Woke up bright eyed and bushy tailed saturday morning and headed to Jims, we hooked up the boat and got around to Shanes where the crew slowly started arriving. We soon had 6 kayaks and a ton of gear on the boat, and headed across to the island in great conditions. The 6 Crew who's yaks and gear went across got to stay the night, with Jim and we settled into the camp and were soon sipping coldies on the deck. The rest of the crew joined us on Sunday, and unforunatley missed the extra days fishing gifted to the lads who got over early, signs were good, i got smashed by BIG GT's at the bottom of the Island first up, one would have been a 20kg++ fish easy, with the main issue being the razor sharp tail flukes shredding my 60lb leader as they surged away from me. All the lads had a great starter day, good signs for the coming week.

Being my 6th trip to the Island, my aim for this week was to target Big Fish, the ones that had plagued me in September, and i had upsized my big outfit to a Daiwa Demon Blood, with a Catalina 4500H and 40lb braid, 60lb leader. I was planning on casting some bigger poppers and stickbaits to these fish, as well as use it for trolling some bigger lures like Halco Laser Pro 190's. I had upsized my leaders across the board again this trip, with 30lb on the 15lb Baby Viper/Stradic 3000Ci4 outfit, and the Viper/Ci4 4000 20lb outfit with 40lb leader hoping for that extra abraision resistance on the gnarly terrain in the shallow waters of the island. I had thought i sorted my knots as well, going the Bimini/Bristol combo, but it wasnt to be the case with the Bristol proving to be troublesome by undoing itself with continuous casting over the week, i resorted to using a lighter to melt the tags to avoid this.
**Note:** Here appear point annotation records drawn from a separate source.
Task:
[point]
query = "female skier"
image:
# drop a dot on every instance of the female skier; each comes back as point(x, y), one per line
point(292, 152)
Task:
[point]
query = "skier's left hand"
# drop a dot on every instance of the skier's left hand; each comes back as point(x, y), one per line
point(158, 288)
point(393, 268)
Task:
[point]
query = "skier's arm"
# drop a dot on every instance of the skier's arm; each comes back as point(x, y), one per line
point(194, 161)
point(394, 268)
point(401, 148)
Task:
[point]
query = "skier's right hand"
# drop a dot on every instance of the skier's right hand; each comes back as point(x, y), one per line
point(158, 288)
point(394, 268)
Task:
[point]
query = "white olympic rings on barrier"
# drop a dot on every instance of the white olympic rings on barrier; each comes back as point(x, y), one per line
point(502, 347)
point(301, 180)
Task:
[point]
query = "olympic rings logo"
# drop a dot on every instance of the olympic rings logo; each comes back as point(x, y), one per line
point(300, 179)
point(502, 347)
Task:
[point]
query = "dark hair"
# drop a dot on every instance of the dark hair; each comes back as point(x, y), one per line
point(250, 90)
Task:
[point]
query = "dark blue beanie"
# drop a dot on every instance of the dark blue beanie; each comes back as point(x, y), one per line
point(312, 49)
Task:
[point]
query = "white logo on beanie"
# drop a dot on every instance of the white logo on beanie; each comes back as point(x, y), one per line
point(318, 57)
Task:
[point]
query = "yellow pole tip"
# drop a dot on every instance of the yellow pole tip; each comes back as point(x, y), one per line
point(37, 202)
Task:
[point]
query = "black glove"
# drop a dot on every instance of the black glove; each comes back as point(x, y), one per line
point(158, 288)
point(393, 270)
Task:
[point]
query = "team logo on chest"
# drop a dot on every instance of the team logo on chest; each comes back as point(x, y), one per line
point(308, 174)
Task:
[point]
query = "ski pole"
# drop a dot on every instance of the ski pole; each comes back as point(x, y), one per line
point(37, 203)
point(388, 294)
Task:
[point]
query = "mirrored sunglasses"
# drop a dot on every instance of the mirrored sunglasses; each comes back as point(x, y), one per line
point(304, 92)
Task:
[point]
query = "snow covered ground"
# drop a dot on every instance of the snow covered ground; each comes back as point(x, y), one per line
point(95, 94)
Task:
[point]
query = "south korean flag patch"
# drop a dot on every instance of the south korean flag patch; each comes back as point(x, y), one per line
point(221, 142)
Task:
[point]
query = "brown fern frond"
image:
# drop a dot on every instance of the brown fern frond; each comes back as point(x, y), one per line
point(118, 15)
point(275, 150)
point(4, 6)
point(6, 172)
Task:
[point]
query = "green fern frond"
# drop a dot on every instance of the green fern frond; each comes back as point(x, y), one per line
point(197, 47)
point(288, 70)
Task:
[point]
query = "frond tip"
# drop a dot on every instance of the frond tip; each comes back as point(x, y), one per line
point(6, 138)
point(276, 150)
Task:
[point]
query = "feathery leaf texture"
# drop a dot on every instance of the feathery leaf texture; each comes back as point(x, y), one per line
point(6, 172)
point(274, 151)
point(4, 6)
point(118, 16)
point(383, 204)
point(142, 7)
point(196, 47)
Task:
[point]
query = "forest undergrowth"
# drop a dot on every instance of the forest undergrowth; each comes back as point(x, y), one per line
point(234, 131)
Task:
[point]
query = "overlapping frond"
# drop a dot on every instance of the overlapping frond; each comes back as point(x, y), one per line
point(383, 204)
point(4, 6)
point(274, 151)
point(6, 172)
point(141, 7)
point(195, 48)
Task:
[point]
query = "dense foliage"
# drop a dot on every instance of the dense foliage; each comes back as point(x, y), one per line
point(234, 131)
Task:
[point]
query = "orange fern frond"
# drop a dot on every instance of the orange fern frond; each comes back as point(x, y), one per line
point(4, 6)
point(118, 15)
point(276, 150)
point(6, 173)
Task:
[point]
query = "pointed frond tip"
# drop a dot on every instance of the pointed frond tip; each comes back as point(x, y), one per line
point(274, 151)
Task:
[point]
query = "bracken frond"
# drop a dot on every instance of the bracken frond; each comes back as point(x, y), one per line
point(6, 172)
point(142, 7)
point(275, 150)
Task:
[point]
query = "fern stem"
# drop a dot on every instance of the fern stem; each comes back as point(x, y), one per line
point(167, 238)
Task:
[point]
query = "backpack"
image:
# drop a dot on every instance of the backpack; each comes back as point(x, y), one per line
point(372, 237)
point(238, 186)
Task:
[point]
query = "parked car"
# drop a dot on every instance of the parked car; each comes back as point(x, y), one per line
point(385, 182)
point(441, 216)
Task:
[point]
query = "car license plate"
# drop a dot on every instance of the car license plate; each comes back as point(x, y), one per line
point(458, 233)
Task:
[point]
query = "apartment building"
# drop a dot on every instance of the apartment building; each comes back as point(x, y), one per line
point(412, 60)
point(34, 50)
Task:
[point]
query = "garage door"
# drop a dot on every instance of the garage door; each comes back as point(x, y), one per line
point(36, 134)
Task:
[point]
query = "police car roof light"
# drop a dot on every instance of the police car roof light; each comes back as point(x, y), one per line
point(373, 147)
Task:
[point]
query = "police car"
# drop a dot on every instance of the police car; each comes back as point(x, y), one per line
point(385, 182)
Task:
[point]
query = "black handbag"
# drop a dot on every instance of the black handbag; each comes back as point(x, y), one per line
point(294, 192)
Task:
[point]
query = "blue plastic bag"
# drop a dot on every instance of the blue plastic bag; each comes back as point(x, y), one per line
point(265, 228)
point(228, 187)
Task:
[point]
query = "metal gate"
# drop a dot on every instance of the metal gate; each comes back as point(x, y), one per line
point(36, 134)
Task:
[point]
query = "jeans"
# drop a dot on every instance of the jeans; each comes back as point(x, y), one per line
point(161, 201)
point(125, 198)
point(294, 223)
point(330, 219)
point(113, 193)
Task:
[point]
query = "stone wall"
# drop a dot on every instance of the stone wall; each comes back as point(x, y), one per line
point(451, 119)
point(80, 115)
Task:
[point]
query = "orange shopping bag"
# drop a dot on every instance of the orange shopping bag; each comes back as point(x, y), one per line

With all the crew safetly over at the island for Sunday night, the true quality of this years group became apparent. Obviously all committed anglers, we all instantly connected over a sunday beer and meal, with the Cook in Joel Tinnetti over as well, he got to work in the kitchen and the quality meals began to flow from his workshop. Scotty was also ondeck, after a day of dramas with battery issues on the loaner boat, and we all had a few beers sunday making a plan for monday, an early evening was had by some, and we all enjoyed the comfort of Jims splendid new huts that night.

The rest of the week pretty much followed this pattern, wake up, stumble to the main hut for breakfast and a standard rendition of the East Perth Theme song, followed by the Muppets "Rainbow Connection" at full volume to awaken both Jim, any Stragglers, and the two French WOOFA (Willing Workers On Organic Farms) girls Jim had coerced to be his slaves, harem, or as was later described as his "two dogs" following him around who were unfortunatley placed in the hut closest the camp. No disrespect, these were nice young lasses, who both spoke very little english, couldn't handle even a small portion of the alcohol the majority of us consumed every night, and played a mouth organ particuarly well.

Once breakfast was over, we hit the water, with the peak tides from 12-2pm by the end of the week, we had a large incoming run, and a brisk flow out to exploit as best we could manage. All the guys fished in different ways, some chose landbased, kayaking to remote creeks, some fly, both on and of the yak, some trolled, popped and threw plastics. The diversity of this group blew me away all week. All of us were happy just catching fish, and i'd doubt anyone went fishless any day of the week, or even landed a small number of species. Each day would end as we all trundled back to camp in small groups, with Paul Tuckwell usually being the last to arrive, stretching the outgoing tide down to the last possible inch of water to get back to base, then as the tide ran right out, the boys would fish landbased, either from the southern rockwall, point, or the huge reef platform at the front of the camp. Paul and i had a particuarly hot session out the front on the tuesday evening, landing plenty of Queenies and Trevally.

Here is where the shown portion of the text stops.